For Amy and Becky
She is 16, and shy, with delicate wrists,
thin against the muscles of her forearms.
This is Casper, Wyoming where she quietly waits
to bloom. She walks every day from school
down a long road to work, sizing up customers
before they even reach her booths.
Those two men, in their mid-twenties she guessed,
did not strike her as right when they asked, again and again,
would she please go on a date with them both so she wouldn't have to choose.
One year later she nursed my sister as she watched
them walk across her 10 pm news--
the story too gruesome for daylight homes--
and she remembered the line of sweat that rolled
down her back, in the August heat of the cafe,
how it stopped midway down, frozen under their gaze.

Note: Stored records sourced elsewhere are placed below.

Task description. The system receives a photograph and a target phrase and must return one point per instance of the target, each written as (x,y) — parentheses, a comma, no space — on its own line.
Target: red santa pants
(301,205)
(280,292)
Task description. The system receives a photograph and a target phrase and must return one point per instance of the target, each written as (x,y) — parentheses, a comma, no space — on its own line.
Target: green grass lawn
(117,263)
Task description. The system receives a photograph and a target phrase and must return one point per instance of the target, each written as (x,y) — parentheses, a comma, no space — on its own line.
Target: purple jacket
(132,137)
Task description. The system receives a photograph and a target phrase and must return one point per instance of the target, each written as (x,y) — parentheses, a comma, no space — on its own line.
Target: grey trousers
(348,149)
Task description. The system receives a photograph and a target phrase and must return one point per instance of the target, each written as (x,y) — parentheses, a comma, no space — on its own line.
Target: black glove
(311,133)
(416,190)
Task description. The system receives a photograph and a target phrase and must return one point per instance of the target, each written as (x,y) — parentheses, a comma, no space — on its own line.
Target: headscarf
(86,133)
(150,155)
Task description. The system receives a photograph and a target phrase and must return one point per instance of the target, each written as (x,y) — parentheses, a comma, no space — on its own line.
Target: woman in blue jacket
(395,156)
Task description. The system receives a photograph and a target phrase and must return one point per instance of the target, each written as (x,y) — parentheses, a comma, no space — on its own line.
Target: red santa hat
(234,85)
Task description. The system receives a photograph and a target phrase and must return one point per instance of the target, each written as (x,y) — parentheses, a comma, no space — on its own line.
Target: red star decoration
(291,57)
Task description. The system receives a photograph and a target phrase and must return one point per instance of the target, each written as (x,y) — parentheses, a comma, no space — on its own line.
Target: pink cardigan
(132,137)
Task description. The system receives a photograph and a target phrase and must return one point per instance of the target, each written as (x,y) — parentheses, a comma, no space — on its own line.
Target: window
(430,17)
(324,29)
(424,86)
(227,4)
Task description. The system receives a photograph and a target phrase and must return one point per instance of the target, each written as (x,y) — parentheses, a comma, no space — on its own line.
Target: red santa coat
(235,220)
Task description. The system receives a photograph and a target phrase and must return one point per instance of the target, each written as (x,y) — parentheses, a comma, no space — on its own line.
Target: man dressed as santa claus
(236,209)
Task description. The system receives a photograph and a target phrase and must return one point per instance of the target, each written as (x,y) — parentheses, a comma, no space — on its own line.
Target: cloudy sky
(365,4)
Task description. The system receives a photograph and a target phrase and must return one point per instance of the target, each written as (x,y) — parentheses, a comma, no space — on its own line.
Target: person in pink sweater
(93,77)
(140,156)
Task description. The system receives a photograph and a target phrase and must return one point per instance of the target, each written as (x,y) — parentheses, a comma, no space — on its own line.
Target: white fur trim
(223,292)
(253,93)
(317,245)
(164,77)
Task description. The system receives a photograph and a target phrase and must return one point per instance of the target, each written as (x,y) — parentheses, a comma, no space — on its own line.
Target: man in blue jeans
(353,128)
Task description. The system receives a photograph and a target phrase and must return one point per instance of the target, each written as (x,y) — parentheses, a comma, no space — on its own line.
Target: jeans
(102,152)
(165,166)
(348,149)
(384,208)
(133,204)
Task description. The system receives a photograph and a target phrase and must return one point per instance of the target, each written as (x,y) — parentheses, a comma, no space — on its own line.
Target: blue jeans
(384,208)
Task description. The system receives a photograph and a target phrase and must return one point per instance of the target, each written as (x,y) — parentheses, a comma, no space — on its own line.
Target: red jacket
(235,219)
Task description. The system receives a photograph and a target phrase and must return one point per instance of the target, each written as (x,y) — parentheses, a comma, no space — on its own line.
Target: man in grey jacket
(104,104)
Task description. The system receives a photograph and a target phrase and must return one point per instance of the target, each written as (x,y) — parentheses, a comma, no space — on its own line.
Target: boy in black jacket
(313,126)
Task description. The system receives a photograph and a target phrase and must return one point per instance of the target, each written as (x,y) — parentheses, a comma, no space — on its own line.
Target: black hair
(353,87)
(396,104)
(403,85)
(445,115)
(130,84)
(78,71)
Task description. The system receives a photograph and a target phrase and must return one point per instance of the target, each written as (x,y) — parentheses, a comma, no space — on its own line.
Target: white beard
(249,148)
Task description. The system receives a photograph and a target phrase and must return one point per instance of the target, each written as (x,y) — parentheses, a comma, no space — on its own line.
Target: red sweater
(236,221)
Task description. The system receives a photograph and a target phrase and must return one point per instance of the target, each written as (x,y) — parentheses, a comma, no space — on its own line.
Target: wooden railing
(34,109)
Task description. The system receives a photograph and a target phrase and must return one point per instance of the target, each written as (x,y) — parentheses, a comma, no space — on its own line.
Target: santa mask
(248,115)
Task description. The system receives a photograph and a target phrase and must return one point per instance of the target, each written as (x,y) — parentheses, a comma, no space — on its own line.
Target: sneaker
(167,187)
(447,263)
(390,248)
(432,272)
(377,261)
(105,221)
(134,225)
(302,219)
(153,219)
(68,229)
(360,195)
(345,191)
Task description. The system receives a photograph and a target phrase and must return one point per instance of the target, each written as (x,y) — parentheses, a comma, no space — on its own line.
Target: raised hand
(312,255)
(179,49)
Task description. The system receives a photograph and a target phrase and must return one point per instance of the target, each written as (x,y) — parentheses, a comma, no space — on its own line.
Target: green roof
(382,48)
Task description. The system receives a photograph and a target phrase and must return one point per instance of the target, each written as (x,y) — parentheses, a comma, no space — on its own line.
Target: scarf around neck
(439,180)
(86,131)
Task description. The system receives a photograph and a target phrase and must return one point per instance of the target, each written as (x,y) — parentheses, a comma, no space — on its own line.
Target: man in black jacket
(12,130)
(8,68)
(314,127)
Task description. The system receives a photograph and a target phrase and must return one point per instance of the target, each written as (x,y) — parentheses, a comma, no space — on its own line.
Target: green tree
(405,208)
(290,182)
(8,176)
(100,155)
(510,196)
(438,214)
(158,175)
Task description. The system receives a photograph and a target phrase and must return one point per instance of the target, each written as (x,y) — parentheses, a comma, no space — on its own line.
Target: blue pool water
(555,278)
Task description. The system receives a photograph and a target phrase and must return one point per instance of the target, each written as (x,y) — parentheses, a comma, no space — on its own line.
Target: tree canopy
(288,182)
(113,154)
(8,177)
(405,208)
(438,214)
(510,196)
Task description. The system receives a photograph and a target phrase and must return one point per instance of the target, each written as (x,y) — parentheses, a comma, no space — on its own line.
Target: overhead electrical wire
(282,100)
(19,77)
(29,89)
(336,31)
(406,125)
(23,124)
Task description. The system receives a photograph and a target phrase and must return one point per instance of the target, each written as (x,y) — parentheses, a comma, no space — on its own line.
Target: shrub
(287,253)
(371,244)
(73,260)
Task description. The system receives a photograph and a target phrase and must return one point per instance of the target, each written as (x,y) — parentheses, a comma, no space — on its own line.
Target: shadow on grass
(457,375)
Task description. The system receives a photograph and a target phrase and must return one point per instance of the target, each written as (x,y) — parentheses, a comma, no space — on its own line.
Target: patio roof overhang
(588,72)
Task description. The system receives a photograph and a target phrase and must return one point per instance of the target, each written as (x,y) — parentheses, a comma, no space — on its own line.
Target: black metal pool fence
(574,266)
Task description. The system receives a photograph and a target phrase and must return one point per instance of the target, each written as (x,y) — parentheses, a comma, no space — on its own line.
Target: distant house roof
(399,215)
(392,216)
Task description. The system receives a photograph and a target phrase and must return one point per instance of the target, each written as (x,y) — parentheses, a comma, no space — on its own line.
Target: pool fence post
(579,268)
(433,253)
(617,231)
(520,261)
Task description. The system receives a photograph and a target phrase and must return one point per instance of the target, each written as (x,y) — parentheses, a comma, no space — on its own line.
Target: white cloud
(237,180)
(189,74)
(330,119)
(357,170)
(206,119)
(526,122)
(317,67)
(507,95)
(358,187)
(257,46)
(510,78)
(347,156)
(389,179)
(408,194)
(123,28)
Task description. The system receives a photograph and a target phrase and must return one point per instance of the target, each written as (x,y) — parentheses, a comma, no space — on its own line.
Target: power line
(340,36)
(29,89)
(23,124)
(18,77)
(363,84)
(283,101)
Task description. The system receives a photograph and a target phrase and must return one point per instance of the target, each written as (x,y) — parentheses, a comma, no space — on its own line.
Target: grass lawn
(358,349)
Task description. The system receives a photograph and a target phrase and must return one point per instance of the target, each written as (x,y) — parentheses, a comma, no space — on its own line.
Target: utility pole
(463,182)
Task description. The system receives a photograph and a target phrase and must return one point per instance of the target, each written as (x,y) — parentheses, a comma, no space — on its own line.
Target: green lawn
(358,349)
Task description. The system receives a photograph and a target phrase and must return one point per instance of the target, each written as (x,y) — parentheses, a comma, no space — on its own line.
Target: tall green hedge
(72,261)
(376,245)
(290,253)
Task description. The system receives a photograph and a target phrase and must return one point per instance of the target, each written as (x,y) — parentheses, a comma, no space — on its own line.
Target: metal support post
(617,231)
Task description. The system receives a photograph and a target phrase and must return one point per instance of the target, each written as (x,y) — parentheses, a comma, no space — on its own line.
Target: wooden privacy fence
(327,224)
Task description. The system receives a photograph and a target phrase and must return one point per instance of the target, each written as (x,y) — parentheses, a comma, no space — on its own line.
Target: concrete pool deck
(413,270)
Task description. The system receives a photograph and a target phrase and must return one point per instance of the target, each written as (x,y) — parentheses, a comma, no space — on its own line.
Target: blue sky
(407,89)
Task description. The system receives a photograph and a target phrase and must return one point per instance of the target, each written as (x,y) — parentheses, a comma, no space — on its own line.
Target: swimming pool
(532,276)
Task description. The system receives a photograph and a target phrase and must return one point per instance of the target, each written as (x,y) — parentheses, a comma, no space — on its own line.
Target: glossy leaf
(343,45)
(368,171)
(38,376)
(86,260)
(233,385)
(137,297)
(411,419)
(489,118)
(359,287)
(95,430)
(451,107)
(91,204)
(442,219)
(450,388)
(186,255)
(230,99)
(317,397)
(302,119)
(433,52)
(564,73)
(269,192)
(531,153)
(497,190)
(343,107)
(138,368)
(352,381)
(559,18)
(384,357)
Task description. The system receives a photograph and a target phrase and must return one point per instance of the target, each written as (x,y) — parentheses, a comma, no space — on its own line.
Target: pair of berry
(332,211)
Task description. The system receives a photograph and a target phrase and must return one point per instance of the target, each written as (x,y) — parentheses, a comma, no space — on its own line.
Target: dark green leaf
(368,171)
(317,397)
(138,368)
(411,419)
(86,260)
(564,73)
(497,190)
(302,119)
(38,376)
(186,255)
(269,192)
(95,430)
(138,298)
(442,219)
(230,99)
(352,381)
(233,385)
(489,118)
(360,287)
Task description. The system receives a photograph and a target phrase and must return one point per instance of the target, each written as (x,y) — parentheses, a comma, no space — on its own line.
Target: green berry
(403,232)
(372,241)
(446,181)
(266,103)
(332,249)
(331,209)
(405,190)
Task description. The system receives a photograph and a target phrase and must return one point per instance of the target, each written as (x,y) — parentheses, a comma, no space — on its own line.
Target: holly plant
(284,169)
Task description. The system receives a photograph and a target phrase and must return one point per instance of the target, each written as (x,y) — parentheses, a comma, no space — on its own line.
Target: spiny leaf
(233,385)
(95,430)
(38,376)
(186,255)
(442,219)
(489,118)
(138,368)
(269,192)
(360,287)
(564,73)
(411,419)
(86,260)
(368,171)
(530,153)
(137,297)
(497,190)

The two girls were 11 and 18,
their tire flat when they left the store, strange
since it had been fine just a moment before, two
young men wait, smiles ready, car
door wide. Days later, Becky
climbed 120 feet from her death,
her sister's small body broken below.
My mother says if those girls had just been raped
it would have been mercy. She always pauses
then as if she can still feel the bile
that rose as she waited for them to leave,
the heat of the men's hands reaching
out to catch her wrist, asking her
one more time to please come for a drive.
C.R. Stice is currently working on her PhD in Creative Writing at UT Knoxville. Stice has a particular interest in the work of female poets, especially that which deals with the landscape of the body. She is also working on a project translating the work of women poets of Venezuela. Her work has appeared The Clark Street Review and Cutthroat. In the spring it will appear in a new anthology titled Desnudas en el desierto, which highlights the work of women from the US/Mexico border.